Connect to Azure storage services

In this article, learn how to connect to Azure storage services via Azure Machine Learning datastores. Datastores securely connect to your Azure storage service without putting your authentication credentials and the integrity of your original data source at risk. They store connection information, like your subscription ID and token authorization in your Key Vault associated with the workspace, so you can securely access your storage without having to hard code them in your scripts. You can use the Azure Machine Learning Python SDK or the Azure Machine Learning studio to create and register datastores.

If you prefer to create and manage datastores using the Azure Machine Learning VS Code extension; visit the VS Code resource management how-to guide to learn more.

You can create datastores from these Azure storage solutions.
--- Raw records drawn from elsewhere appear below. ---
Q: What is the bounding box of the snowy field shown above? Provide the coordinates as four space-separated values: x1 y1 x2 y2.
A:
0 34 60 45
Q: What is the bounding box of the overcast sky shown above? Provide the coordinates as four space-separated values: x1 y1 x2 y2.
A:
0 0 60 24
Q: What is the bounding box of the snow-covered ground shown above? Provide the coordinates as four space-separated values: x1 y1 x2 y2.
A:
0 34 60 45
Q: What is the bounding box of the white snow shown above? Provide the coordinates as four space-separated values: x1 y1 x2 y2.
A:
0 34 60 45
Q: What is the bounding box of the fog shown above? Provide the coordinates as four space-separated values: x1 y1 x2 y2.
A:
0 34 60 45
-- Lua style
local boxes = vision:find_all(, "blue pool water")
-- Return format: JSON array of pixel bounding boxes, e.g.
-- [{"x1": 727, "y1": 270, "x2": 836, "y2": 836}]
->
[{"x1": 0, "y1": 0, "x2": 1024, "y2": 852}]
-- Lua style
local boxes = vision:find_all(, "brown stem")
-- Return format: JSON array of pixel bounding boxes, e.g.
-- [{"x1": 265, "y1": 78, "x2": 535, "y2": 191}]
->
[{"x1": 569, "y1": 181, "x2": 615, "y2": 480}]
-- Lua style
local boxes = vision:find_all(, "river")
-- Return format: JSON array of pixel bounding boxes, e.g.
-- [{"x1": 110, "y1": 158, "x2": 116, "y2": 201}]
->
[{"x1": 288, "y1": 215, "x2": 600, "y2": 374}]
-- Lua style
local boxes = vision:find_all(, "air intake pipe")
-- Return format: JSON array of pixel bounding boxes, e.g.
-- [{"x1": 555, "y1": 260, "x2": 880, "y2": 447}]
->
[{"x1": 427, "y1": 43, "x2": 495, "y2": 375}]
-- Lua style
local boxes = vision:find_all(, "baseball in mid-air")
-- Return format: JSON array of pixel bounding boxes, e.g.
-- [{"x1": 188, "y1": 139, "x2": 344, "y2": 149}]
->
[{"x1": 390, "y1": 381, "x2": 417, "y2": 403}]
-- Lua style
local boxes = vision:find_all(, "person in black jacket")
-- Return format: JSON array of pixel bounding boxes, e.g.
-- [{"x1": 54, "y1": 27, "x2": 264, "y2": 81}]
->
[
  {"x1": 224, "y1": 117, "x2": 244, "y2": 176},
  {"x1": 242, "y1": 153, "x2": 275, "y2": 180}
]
For unsupported storage solutions, and to save data egress cost during ML experiments, move your data to a supported Azure storage solution.

To understand where datastores fit in Azure Machine Learning's overall data access workflow, see the Securely access data article.

Prerequisites

You'll need:

  • An Azure subscription. If you don't have an Azure subscription, create a free account before you begin. Try the free or paid version of Azure Machine Learning.
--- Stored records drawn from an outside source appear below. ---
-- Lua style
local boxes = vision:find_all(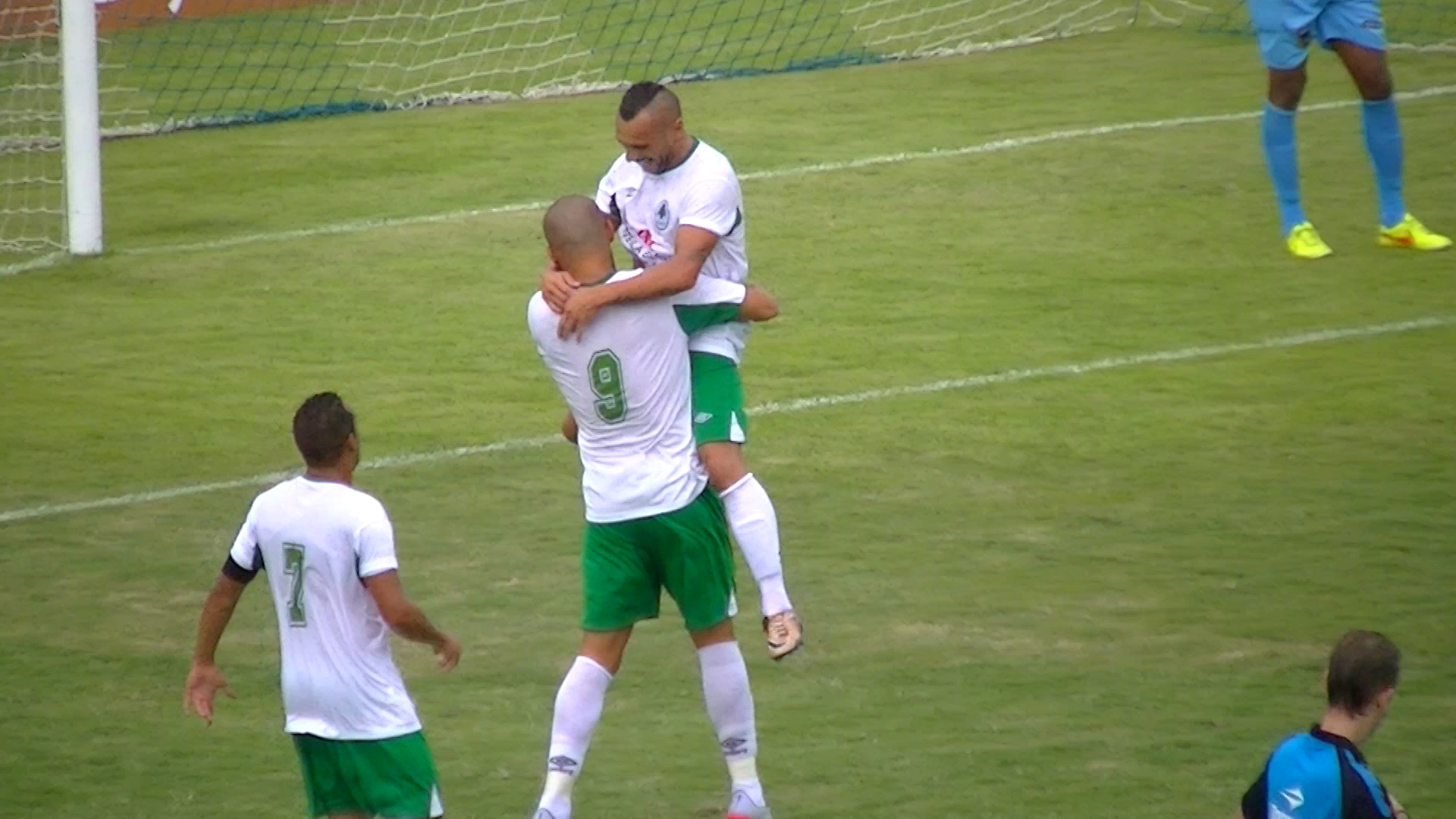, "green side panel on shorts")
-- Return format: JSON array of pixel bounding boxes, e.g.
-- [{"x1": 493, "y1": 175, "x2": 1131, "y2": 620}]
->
[
  {"x1": 293, "y1": 732, "x2": 440, "y2": 819},
  {"x1": 673, "y1": 302, "x2": 741, "y2": 335},
  {"x1": 687, "y1": 353, "x2": 748, "y2": 446},
  {"x1": 581, "y1": 488, "x2": 734, "y2": 631}
]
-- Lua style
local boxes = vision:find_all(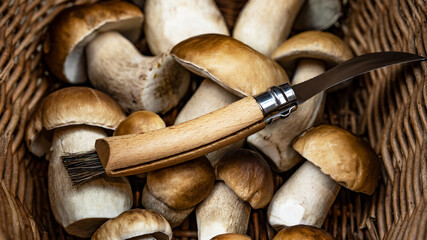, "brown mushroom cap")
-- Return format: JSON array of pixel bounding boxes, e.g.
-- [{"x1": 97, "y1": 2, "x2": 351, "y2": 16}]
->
[
  {"x1": 171, "y1": 34, "x2": 289, "y2": 97},
  {"x1": 43, "y1": 1, "x2": 143, "y2": 83},
  {"x1": 91, "y1": 209, "x2": 172, "y2": 240},
  {"x1": 147, "y1": 156, "x2": 215, "y2": 210},
  {"x1": 211, "y1": 233, "x2": 251, "y2": 240},
  {"x1": 25, "y1": 87, "x2": 126, "y2": 157},
  {"x1": 215, "y1": 149, "x2": 274, "y2": 209},
  {"x1": 114, "y1": 110, "x2": 166, "y2": 136},
  {"x1": 272, "y1": 31, "x2": 353, "y2": 71},
  {"x1": 273, "y1": 225, "x2": 334, "y2": 240},
  {"x1": 293, "y1": 125, "x2": 380, "y2": 194}
]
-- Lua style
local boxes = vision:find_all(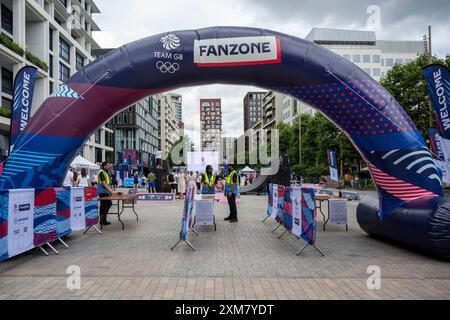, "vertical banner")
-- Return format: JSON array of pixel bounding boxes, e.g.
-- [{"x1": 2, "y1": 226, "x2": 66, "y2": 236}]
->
[
  {"x1": 84, "y1": 188, "x2": 99, "y2": 228},
  {"x1": 275, "y1": 185, "x2": 285, "y2": 224},
  {"x1": 55, "y1": 187, "x2": 72, "y2": 238},
  {"x1": 195, "y1": 200, "x2": 214, "y2": 226},
  {"x1": 291, "y1": 188, "x2": 302, "y2": 238},
  {"x1": 301, "y1": 189, "x2": 316, "y2": 245},
  {"x1": 267, "y1": 184, "x2": 278, "y2": 219},
  {"x1": 70, "y1": 188, "x2": 86, "y2": 231},
  {"x1": 327, "y1": 149, "x2": 339, "y2": 181},
  {"x1": 422, "y1": 64, "x2": 450, "y2": 140},
  {"x1": 283, "y1": 187, "x2": 293, "y2": 232},
  {"x1": 9, "y1": 66, "x2": 37, "y2": 151},
  {"x1": 267, "y1": 183, "x2": 274, "y2": 217},
  {"x1": 0, "y1": 190, "x2": 9, "y2": 261},
  {"x1": 428, "y1": 128, "x2": 450, "y2": 184},
  {"x1": 180, "y1": 186, "x2": 195, "y2": 241},
  {"x1": 7, "y1": 189, "x2": 34, "y2": 257},
  {"x1": 34, "y1": 188, "x2": 57, "y2": 247}
]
  • An Azure storage account with a supported storage type.

  • The Azure Machine Learning SDK for Python, or access to Azure Machine Learning studio.

  • An Azure Machine Learning workspace.

    Either create an Azure Machine Learning workspace or use an existing one via the Python SDK.

    Import the Workspace and Datastore class, and load your subscription information from the file config.json using the function from_config(). This looks for the JSON file in the current directory by default, but you can also specify a path parameter to point to the file using from_config(path="your/file/path").

    import azureml.core
    from azureml.core import Workspace, Datastore
    
    ws = Workspace.from_config()
    

    When you create a workspace, an Azure blob container and an Azure file share are automatically registered as datastores to the workspace. They're named workspaceblobstore and workspacefilestore, respectively. The workspaceblobstore is used to store workspace artifacts and your machine learning experiment logs. It's also set as the default datastore and can't be deleted from the workspace. The workspacefilestore is used to store notebooks and R scripts authorized via compute instance.

    Note

    Azure Machine Learning designer will create a datastore named azureml_globaldatasets automatically when you open a sample in the designer homepage. This datastore only contains sample datasets. Please do not use this datastore for any confidential data access.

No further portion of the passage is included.